Scholarships, Budget, and Recruiting

Jessica Deutsch

Since both head soccer coaches came to Lafayette the program has improved its’ recruiting, budget, health sciences technology, and scholarship abilities. This has allowed the Lafayette men’s and women’s teams to progress in the Patriot League with a recent league championship in 2012

Photos Courtesy of Lafayette Athletic Communications

By Brian O’Neill ’16 and Jessica Deutsch ’15

Collaborative Writers

Mick Statham, the women’s soccer head coach in his 9th season, did not know what to expect when he arrived at Lafayette in the spring of 2006 for the head coaching job. Statham had just come from Florida State, a women’s team that had made the Final Four that fall.

“The program was immediately a stark contrast from where I was,” Statham said, adding that poor equipment and recruiting were large factors as to why the program did not resemble that of a Division I team.

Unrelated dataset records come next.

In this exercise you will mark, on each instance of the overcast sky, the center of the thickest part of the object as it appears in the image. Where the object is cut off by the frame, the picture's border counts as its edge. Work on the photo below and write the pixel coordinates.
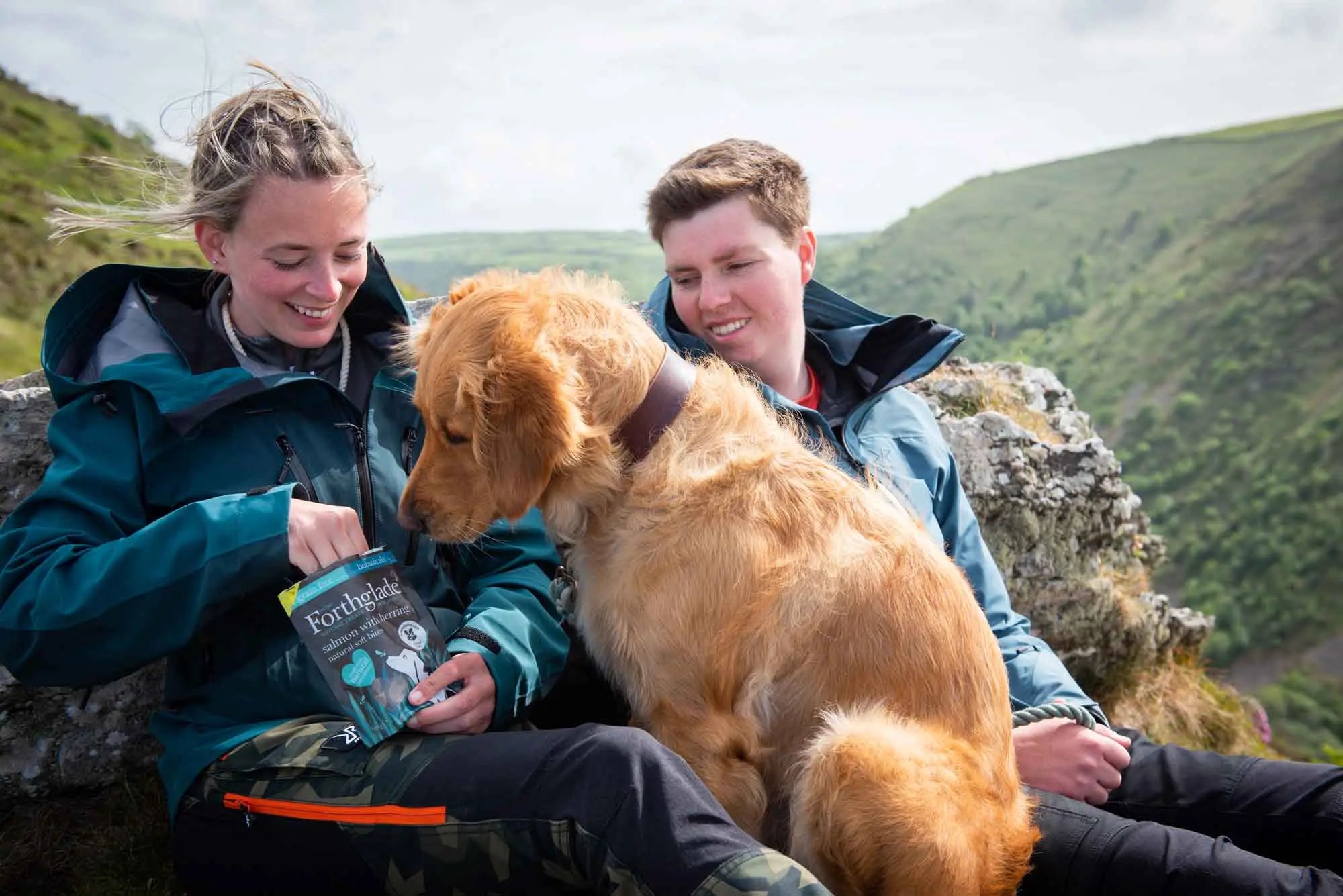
(547, 114)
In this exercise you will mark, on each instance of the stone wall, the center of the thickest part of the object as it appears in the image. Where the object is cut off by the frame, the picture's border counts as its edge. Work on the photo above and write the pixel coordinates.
(1070, 534)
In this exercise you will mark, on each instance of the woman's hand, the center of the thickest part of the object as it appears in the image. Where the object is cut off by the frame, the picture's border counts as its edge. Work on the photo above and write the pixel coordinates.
(469, 711)
(322, 534)
(1063, 757)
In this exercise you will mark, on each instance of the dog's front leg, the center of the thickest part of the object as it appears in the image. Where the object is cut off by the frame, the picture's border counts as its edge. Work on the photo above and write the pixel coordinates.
(726, 752)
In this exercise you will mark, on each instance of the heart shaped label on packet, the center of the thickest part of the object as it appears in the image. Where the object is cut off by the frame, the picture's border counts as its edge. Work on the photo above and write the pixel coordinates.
(359, 671)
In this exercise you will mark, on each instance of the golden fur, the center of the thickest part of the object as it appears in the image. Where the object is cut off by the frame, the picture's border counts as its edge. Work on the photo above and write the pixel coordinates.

Dennis Bohn, the men’s head coach in his 14th season, sings a similar tune about the problems with his program.

“The program was pretty barren, [and] the team was successful, but as far as resources and facilities and things of that nature it was Division III,” Bohn said.

How the players trained, as well as their mindset and in and out of season, had even bigger impacts on the team’s status. With no scholarships to give, change would be hard.

In 2011, the women’s team went to the Patriot League Tournament with Army, Navy and Colgate, three fully-funded teams. Lafayette lost to Navy 3-2 in the final minutes, but it was a huge breakthrough for the program.

“That was a big season for the team because it was obviously a group of non-scholarship players that had found a way to compete and win against every program they played,” Statham said.

Despite the lack of scholarships, the coaching staff has done very well with recruiting. The coaches take chance on people who might not have had opportunities elsewhere, often recruiting players who were very good in high school, but sustained serious injuries during prime recruiting years. Recruiting has now expanded from just the tri-state area to all over the country and more recently, internationally. Now with scholarships finally being introduced into the program last year, Statham is very optimistic.

“Once we’ve gone through four or five cycles of being able to award athletic scholarships we’ll have taken several steps forwards and hopefully will be competing at the top end of the league,” Statham said.

The biggest change for the men’s team from then to now would be the growth of the program’s budget. The team went from almost no assistant coach budget to having a full-time assistant and a part-time assistant. Scholarships were introduced in 2007, and a better locker room facility was built. In 2005, the stadium underwent major renovations: new grass, bleachers and a press box. Before coach Bohn arrived at Lafayette, the field didn’t even have lights.

The players’ struggle

While the head coaches of the men’s and women’s teams have seen solutions present themselves over their respective tenures, the players only have the short run to think about.

Times can get tough, and morale can get low when results just don’t seem to add up. Men’s soccer has learned to rely on each other and to be ready for just about anything.

“I definitely think our coach promotes a brotherhood, where we do everything as a group and always have each other’s back,” junior forward Eric West said. “It’s like a ‘next man up’ kind of culture.

“I was a center back coming into this year, and then Ryan Dodds got injured and I had to step up when he couldn’t play.” West continued. “It has kind of just been like someone gets hurt, another guy steps up.”

Senior leadership is also a crucial part of any team’s mentality, and it is safe to say that stalwart defender Julian Plummer has earned the trust and respect of both his coaches and his teammates. Plummer set a winning example both on and off the field, playing close to 90 minutes every match and still finding time to put in extra work out of official play time.

“Julian was one of the kids who went down on Sunday morning, 9 a.m. to work out after a game,” West said, impressed by his captain’s dedication. “There [would be] a game Saturday and he played every minute and he’s still doing the extra stuff.”

Women’s senior captain Alex Reisinger mentioned the importance of positivity in her team’s approach to the game.

“I think from a coach’s standpoint and from a player’s stand point we try to be as positive as possible and to work as hard as possible,” Reisinger said. “We’re not the best team on paper and we have to work hard to get our wins, and I think we try to instill a culture that integrate[s freshmen] into the team and [tries] to make the team a whole and make everyone feel like they’re playing a big role.”

Discipline also factors into the women’s approach.

“One thing that our coach always says is ‘keep the main thing the main thing,’” Reisinger continued. “Keep soccer the main thing while you’re at practice, and everything you’re doing should be evolving and working towards your goal.”